Case438 派遣元から更新が確定した旨のメールを受信したことから初回更新の合理的期待を認め雇止めを無効とした事案・グッドパートナーズ事件・東京高判令5.2.2労判1293.59

(事案の概要)

 原告は、被告会社との間で、派遣先をA社が運営する介護付有料老人ホームB、雇用期間を平成31年2月3日から同年3月31日とする有期雇用契約を締結しました。

 被告会社の職員は、平成31年2月21日、原告に対して「ご契約更新の期間が確定しましたのでご報告させていただきます」「ご契約更新期間:2019年5月末日まで ※2ヶ月の更新が確定しました!」「個別契約につきましては、順次発送させていただきます」とのメールを送信しました。

 ところが、原告がBの職員に虐待行為があった旨の通報をB、地域包括支援センター及び被告会社にしたところ、被告会社は平成31年3月6日、原告に対して契約更新を取り消し、新たに仕事の紹介もしないとし、同月31日で原告を雇止めしました。

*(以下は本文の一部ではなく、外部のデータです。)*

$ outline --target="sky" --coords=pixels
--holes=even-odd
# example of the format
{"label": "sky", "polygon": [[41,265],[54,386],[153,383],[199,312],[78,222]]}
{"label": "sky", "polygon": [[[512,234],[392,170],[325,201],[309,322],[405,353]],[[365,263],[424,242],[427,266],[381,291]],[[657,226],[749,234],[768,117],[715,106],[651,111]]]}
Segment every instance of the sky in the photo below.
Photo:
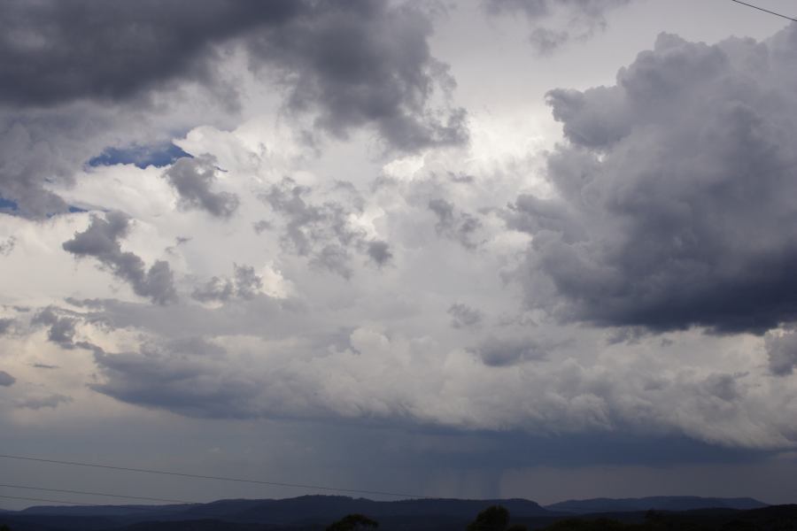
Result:
{"label": "sky", "polygon": [[797,502],[797,25],[730,0],[9,0],[0,30],[0,454]]}

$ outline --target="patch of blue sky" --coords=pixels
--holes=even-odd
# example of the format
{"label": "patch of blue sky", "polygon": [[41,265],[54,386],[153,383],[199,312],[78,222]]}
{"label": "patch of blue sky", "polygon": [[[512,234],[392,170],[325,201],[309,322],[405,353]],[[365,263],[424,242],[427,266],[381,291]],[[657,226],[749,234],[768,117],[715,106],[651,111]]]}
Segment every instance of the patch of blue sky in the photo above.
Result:
{"label": "patch of blue sky", "polygon": [[105,148],[102,153],[89,160],[89,166],[133,164],[139,168],[153,165],[163,167],[183,157],[190,157],[180,147],[173,144],[149,146],[132,145],[125,148]]}

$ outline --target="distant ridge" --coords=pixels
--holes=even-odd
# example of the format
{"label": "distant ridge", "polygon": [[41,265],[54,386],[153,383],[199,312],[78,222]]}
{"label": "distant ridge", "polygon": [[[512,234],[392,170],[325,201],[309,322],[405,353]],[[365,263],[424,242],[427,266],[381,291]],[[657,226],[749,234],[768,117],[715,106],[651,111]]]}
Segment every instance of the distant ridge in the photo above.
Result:
{"label": "distant ridge", "polygon": [[551,516],[536,502],[524,499],[460,500],[426,498],[374,501],[344,496],[303,496],[285,499],[219,500],[208,504],[176,505],[36,506],[16,514],[25,516],[101,517],[131,524],[151,519],[186,520],[219,519],[231,522],[268,525],[329,523],[359,512],[371,518],[445,518],[469,521],[493,504],[507,507],[513,517]]}
{"label": "distant ridge", "polygon": [[768,507],[754,498],[700,497],[696,496],[654,496],[639,498],[592,498],[568,500],[546,505],[548,511],[589,514],[595,512],[631,512],[636,511],[693,511],[695,509],[736,509],[747,511]]}

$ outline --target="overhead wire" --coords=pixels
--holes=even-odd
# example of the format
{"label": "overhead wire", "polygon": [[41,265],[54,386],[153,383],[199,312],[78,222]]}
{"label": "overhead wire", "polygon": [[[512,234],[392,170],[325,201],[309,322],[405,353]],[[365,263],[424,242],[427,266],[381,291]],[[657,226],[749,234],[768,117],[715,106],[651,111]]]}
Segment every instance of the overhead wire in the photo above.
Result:
{"label": "overhead wire", "polygon": [[169,498],[159,498],[159,497],[150,497],[143,496],[125,496],[122,494],[110,494],[106,492],[89,492],[87,490],[71,490],[69,489],[48,489],[44,487],[32,487],[30,485],[11,485],[5,483],[0,483],[0,487],[4,487],[6,489],[20,489],[23,490],[41,490],[43,492],[60,492],[64,494],[80,494],[83,496],[101,496],[104,497],[112,497],[112,498],[121,498],[128,500],[140,500],[145,502],[166,502],[169,504],[200,504],[202,502],[189,502],[186,500],[174,500]]}
{"label": "overhead wire", "polygon": [[785,19],[786,20],[791,20],[793,22],[797,22],[797,19],[789,17],[787,15],[784,15],[783,13],[778,13],[773,11],[770,11],[768,9],[764,9],[758,5],[754,5],[752,4],[747,4],[747,2],[742,2],[741,0],[731,0],[731,2],[735,2],[736,4],[741,4],[742,5],[747,5],[747,7],[752,7],[753,9],[757,9],[758,11],[762,11],[765,13],[770,13],[770,15],[775,15],[776,17],[780,17],[781,19]]}
{"label": "overhead wire", "polygon": [[212,480],[218,481],[232,481],[236,483],[249,483],[253,485],[267,485],[270,487],[287,487],[290,489],[307,489],[311,490],[324,490],[324,491],[332,491],[332,492],[346,492],[350,494],[370,494],[376,496],[390,496],[396,497],[403,497],[403,498],[430,498],[431,496],[422,496],[418,494],[408,494],[403,492],[390,492],[385,490],[370,490],[365,489],[344,489],[338,487],[329,487],[323,485],[312,485],[312,484],[303,484],[303,483],[288,483],[284,481],[269,481],[264,480],[251,480],[247,478],[236,478],[229,476],[217,476],[217,475],[205,475],[205,474],[198,474],[198,473],[188,473],[182,472],[174,472],[168,470],[156,470],[152,468],[134,468],[132,466],[117,466],[112,465],[100,465],[97,463],[84,463],[80,461],[64,461],[60,459],[48,459],[44,458],[33,458],[28,456],[15,456],[15,455],[8,455],[8,454],[0,454],[0,458],[4,459],[16,459],[20,461],[33,461],[36,463],[48,463],[48,464],[55,464],[55,465],[65,465],[70,466],[83,466],[83,467],[90,467],[90,468],[101,468],[107,470],[116,470],[120,472],[136,472],[141,473],[151,473],[151,474],[160,474],[160,475],[168,475],[168,476],[176,476],[182,478],[191,478],[196,480]]}

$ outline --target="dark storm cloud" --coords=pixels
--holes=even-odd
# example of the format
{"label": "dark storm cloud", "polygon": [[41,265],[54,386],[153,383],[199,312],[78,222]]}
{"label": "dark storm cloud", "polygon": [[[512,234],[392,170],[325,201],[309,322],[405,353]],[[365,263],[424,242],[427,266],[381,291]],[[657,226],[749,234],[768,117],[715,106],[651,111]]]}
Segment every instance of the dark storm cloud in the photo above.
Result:
{"label": "dark storm cloud", "polygon": [[549,348],[528,338],[499,338],[491,336],[476,349],[485,365],[491,366],[511,366],[524,361],[546,359]]}
{"label": "dark storm cloud", "polygon": [[10,0],[0,4],[0,101],[119,100],[180,78],[213,79],[213,45],[284,23],[306,2]]}
{"label": "dark storm cloud", "polygon": [[5,371],[0,371],[0,387],[11,387],[14,385],[15,381],[17,381],[16,378]]}
{"label": "dark storm cloud", "polygon": [[313,202],[313,189],[290,178],[260,196],[284,221],[280,238],[284,249],[346,279],[352,273],[352,252],[380,266],[390,259],[387,242],[369,240],[365,230],[352,223],[351,216],[362,212],[363,198],[351,183],[337,183],[323,201]]}
{"label": "dark storm cloud", "polygon": [[[541,54],[551,53],[571,40],[585,40],[606,28],[606,13],[634,0],[483,0],[491,14],[522,13],[531,22],[530,41]],[[546,19],[561,16],[565,24],[553,29]],[[540,26],[540,24],[543,24]],[[567,29],[561,29],[566,27]]]}
{"label": "dark storm cloud", "polygon": [[229,192],[213,192],[216,181],[215,159],[212,157],[178,159],[163,176],[180,196],[182,208],[199,209],[216,216],[229,218],[238,208],[240,200]]}
{"label": "dark storm cloud", "polygon": [[476,308],[471,308],[462,303],[455,303],[448,308],[451,316],[451,326],[454,328],[470,328],[481,324],[484,316]]}
{"label": "dark storm cloud", "polygon": [[177,294],[168,262],[158,260],[147,271],[140,257],[122,251],[120,240],[127,235],[129,223],[130,219],[118,212],[108,212],[104,218],[93,215],[89,228],[75,233],[74,238],[64,242],[64,250],[77,258],[97,259],[114,276],[130,284],[136,295],[153,303],[166,304],[174,301]]}
{"label": "dark storm cloud", "polygon": [[[104,149],[151,142],[151,132],[117,126],[144,123],[156,92],[158,112],[186,82],[235,106],[238,88],[217,68],[233,50],[321,132],[373,127],[398,150],[462,143],[465,112],[450,104],[454,82],[430,54],[431,31],[420,10],[383,0],[0,3],[0,199],[14,215],[67,212],[48,183],[71,184]],[[232,206],[189,202],[217,215]]]}
{"label": "dark storm cloud", "polygon": [[662,35],[616,85],[549,93],[568,142],[522,196],[532,305],[565,320],[762,332],[797,319],[797,27]]}
{"label": "dark storm cloud", "polygon": [[423,13],[373,0],[316,5],[284,33],[258,33],[249,43],[253,58],[286,74],[291,108],[317,108],[317,125],[337,135],[373,124],[401,150],[468,139],[463,109],[430,104],[447,100],[454,81],[431,56]]}
{"label": "dark storm cloud", "polygon": [[797,367],[797,333],[790,330],[780,335],[767,335],[764,340],[773,374],[787,376]]}
{"label": "dark storm cloud", "polygon": [[214,276],[206,283],[197,288],[191,296],[197,301],[227,302],[234,297],[251,299],[263,288],[263,278],[255,273],[251,266],[233,265],[232,279]]}
{"label": "dark storm cloud", "polygon": [[31,319],[31,324],[50,327],[47,339],[52,342],[58,343],[65,349],[71,349],[74,346],[76,319],[59,315],[54,308],[50,307],[36,313]]}
{"label": "dark storm cloud", "polygon": [[226,352],[201,339],[143,345],[138,352],[94,348],[104,377],[94,390],[121,402],[162,408],[190,417],[251,418],[259,385],[232,373]]}
{"label": "dark storm cloud", "polygon": [[467,139],[465,113],[432,106],[453,86],[432,58],[419,10],[374,0],[12,1],[0,6],[0,102],[50,105],[120,100],[189,79],[221,83],[219,46],[276,73],[294,110],[345,135],[375,125],[390,147]]}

 本件は、原告が被告会社に対して雇止めの無効を主張し、雇用契約上の地位の確認等を求めた事案です。

(判決の要旨)

 判決は、本件メールは、本件契約の更新が確定したことを内容とするものであるから、これを受信した原告において、初回の契約満了時である平成31年3月31日の時点において、本件契約が更新されることについて強い期待を抱かせるものであったということができ、原告には、同日時点において、本件契約が更新されるものと期待することについて合理的な理由があるとして、雇止めを無効とし、令和元年5月末日までの賃金請求を認めました。

 なお、令和元年5月末日時点での更新の期待は否定し、本件契約は同日で終了していたとしました。